Beyond the Bubble: Culinary Cravings
If you are facing artistic and aesthetic cravings, the week ahead should have some scrumptious delights to quench your dry palate.
On Tuesday, "Fresh Off the Boat," a rowdy memoir from chef Eddie Huang of New York City restaurant Baohaus, will be released by Spiegel & Grau. Just like his East Village Tawainesse street-food establishment, Huang has a big personality and his mouth is even fresher than the food he serves there. The book features brash commentary on Huang's many travels and experiences as well as his insight on race and immigration in America today.
In Corvallis, Ore., painter Julie Green's "The Last Supper" is on exhibit at the Arts Center. The long-term project illustrates the last meal requests of United States death row inmates. The exhibition features 500 of Green's hand-painted, secondhand plates, which depict in blue both words and images of inmates' last nourishment.
This week on ABC, you can tune in to the second episode of the new competitive cooking show "The Taste." Contestants of varying culinary skills are tested in the kitchen and judged blindly by four celebrity judges: the unreserved Anthony Bourdain, British food writer Nigella Lawson, chef and author Ludo Lefebvre and restauranteur Brian Malarkey.
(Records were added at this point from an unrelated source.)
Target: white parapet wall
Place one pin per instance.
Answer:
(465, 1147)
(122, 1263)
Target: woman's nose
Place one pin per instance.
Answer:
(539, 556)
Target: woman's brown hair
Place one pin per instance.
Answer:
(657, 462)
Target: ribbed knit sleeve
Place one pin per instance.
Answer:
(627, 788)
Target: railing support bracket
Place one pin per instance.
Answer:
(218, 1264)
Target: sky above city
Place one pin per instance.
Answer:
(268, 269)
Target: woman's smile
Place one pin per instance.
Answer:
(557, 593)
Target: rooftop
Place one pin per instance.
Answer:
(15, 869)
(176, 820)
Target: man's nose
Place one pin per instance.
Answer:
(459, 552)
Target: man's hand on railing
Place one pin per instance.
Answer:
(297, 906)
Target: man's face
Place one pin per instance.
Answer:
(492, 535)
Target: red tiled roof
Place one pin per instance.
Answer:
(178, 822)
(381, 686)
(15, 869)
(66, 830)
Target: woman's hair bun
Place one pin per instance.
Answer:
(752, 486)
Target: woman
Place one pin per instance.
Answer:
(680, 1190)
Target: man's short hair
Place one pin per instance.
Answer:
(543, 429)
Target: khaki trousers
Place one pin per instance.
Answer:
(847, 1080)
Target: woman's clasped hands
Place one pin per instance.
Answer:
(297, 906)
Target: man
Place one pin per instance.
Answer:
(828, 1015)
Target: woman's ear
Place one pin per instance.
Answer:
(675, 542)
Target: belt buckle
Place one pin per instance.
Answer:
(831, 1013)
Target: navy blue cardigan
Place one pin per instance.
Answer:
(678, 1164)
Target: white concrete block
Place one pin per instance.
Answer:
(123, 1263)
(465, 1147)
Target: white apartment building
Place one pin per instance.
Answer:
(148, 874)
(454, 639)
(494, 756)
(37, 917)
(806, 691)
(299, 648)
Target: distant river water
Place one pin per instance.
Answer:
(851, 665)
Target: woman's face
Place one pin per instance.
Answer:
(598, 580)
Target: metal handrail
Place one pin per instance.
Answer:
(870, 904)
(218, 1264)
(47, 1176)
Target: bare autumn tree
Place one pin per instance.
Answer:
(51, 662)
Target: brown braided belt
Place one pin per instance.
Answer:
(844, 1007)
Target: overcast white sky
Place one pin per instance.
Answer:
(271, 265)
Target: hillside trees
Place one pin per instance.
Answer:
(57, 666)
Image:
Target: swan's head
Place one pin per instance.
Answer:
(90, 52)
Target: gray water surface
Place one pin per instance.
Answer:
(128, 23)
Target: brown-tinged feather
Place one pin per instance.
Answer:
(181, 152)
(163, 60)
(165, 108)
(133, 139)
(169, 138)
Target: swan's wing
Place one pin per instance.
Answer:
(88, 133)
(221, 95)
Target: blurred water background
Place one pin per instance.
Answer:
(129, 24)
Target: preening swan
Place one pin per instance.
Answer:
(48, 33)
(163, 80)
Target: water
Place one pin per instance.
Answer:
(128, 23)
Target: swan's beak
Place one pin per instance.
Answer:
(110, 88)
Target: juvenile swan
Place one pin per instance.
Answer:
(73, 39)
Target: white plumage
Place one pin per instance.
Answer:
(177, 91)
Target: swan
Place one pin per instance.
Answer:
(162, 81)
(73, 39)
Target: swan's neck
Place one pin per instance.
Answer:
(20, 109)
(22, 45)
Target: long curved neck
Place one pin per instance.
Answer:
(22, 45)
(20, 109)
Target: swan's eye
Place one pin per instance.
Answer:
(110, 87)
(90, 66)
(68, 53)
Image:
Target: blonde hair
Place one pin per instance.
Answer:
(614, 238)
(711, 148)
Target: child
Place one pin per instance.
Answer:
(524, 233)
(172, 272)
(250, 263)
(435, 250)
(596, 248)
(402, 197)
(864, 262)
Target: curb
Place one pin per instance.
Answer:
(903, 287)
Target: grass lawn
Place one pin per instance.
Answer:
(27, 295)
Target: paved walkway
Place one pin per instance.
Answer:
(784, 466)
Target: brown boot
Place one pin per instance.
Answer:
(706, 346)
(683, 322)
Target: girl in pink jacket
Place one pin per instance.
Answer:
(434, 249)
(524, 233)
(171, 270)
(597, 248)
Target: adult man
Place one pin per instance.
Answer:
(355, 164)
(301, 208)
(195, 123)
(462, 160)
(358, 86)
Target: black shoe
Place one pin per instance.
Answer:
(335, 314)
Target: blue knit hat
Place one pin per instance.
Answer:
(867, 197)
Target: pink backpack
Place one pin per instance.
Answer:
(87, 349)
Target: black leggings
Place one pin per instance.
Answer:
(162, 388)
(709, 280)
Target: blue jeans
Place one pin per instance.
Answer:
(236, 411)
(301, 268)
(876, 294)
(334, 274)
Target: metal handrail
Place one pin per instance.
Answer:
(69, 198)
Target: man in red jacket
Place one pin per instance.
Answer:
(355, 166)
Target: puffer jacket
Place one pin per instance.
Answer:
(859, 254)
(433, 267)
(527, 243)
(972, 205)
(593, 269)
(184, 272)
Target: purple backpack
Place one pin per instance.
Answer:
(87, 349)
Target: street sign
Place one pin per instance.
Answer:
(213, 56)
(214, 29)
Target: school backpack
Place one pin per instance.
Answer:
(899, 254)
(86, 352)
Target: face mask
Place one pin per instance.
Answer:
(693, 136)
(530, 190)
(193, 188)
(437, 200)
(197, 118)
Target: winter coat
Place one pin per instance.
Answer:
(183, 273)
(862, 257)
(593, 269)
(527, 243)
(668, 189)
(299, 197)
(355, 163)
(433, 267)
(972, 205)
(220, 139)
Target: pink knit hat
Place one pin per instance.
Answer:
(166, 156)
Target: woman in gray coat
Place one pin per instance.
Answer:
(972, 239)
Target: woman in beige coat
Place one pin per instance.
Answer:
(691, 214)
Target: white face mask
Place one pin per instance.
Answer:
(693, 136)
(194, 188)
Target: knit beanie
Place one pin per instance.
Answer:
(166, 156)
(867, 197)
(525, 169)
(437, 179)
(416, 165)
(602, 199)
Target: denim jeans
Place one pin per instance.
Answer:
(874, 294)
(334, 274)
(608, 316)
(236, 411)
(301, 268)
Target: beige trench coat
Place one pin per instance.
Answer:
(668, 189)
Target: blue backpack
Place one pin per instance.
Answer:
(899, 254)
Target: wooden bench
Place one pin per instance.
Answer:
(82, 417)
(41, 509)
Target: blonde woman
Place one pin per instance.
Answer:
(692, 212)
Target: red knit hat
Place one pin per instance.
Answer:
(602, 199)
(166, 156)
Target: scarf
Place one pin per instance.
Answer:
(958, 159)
Though the Twinkie may be gone from store shelves, its memory will remain forever: Reno, Nev. artist Nancy Peppin has been painting, sketching and building satirical pieces of art dedicated to the famous sponge cake. Her works include the "Twinkies in history series," which features Twinkies as they would have appeared in famous scientists' and artists' notebooks, as well as an Audubon series on the "North American Twinkie (twinkopus hostus)," in which she has generated renderings of other "subspecies" of Twinkie, including the "Strawberry-throated Twinkie."